A father’s responsibility

. December 20, 2012.


“Your only responsibility is to keep them alive.” That was the sage advice of my friend, who is the father of four adult children. My wife had left for a couple of days on a trip for work and that was his version of encouragement. 

At that moment, based upon my morning, it sounded like the only achievable goal on my to-do list for the day.

The day had started benignly enough. I woke Elizabeth, our six year-old. She was initially reluctant to get out of bed, but I enticed her with the promise of pancakes. Two-year old Noah soon followed and we seemed off to a good start.

With breakfast finished I chased the kids upstairs to get dressed and ready to go.

Elizabeth and I haggled over what color shirt she would wear with her required school uniform.

Noah seemed fine with his choice of clothes but shoes were another matter. I chose a pair he said he liked. Once on, though, he was not so sure. I took them off and went hunting among the pairs strewn around closets for a pair that met his approval.

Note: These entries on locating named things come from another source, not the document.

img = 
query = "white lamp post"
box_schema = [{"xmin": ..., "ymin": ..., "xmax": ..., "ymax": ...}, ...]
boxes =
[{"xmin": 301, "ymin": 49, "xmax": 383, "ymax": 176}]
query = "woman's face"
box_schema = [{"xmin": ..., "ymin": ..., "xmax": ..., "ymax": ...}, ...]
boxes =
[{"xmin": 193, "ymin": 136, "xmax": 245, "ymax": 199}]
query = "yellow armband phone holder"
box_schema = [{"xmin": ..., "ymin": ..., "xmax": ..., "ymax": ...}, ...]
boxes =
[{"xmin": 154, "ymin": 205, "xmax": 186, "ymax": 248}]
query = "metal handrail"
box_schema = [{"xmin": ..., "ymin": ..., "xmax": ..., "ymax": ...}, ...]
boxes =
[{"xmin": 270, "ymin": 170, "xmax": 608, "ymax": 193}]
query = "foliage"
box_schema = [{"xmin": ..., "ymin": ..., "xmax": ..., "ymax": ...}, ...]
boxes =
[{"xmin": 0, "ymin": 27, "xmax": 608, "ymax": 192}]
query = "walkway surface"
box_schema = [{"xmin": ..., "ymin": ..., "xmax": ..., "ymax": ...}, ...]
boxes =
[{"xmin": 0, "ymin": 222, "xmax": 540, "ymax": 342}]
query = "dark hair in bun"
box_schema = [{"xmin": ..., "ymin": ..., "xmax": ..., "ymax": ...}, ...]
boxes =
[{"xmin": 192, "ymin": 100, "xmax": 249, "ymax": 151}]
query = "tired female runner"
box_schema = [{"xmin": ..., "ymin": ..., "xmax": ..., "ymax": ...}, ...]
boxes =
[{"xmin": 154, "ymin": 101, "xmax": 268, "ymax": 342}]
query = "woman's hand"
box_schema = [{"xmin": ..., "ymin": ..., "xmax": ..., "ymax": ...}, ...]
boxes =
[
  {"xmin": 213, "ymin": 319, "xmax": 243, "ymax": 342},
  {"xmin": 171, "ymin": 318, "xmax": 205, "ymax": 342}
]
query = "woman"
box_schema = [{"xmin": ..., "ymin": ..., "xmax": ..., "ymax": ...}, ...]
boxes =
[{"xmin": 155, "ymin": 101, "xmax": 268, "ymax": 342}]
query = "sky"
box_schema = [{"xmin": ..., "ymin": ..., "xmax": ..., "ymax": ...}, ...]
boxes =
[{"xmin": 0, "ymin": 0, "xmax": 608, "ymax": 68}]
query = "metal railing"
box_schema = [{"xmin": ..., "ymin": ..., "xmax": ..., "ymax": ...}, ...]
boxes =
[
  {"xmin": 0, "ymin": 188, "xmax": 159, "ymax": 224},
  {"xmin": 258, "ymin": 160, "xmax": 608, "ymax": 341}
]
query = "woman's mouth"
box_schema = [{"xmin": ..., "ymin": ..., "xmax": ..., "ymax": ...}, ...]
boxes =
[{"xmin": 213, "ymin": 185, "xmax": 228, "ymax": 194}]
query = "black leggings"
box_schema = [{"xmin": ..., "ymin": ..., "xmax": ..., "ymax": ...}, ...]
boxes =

During this search I asked Elizabeth to brush her teeth. (A little daddy multitasking.) Her first response was “I don’t want to.” I ignored this and asked her to please brush her teeth.

While I was trying to assert parental authority with Elizabeth, Noah informed me that now he, in fact, wanted to wear the previously rejected pair of shoes. As I was bouncing back and forth from child to child I noticed that I was running out of time. The nine o’clock deadline to get Elizabeth to her first grade class was only ten minutes away.

“Elizabeth, brush your teeth!”

“Bring me my toothbrush!” was not the response I was looking for.

At that same moment Noah ran in screaming that he wanted his shoes taken off. He had now remembered why he originally did not like them. With his cries still in my ear, my cell phone rang. Instead of ignoring it in this conflagration I decided to throw gasoline on my personal fire. It was a colleague’s office asking why a document I promised last week was not finished. While trying to explain my situation — both related to the document and my kids — I picked up Noah, still screaming, and placed him on our laundry room counter.

I hung up and pulled Noah’s shoe off simultaneously. I flung the shoe with no particular care for its destination and immediately heard the sound of breaking glass as it hit our bathroom window. The sound shocked me; getting to school on time was no longer my biggest concern.

Elizabeth was ultimately late for school and a spelling test. All day long, I beat myself up for losing my cool, breaking the window and destroying my daughter’s perfect spelling record.

In the midst of this self-pity is where my friend offered his wisdom. But, based on his standard, I had met the minimum requirement. I had also learned three things — replacing a broken window: $70; replacing a lost shoe: $20; calm in the midst of the storm: priceless.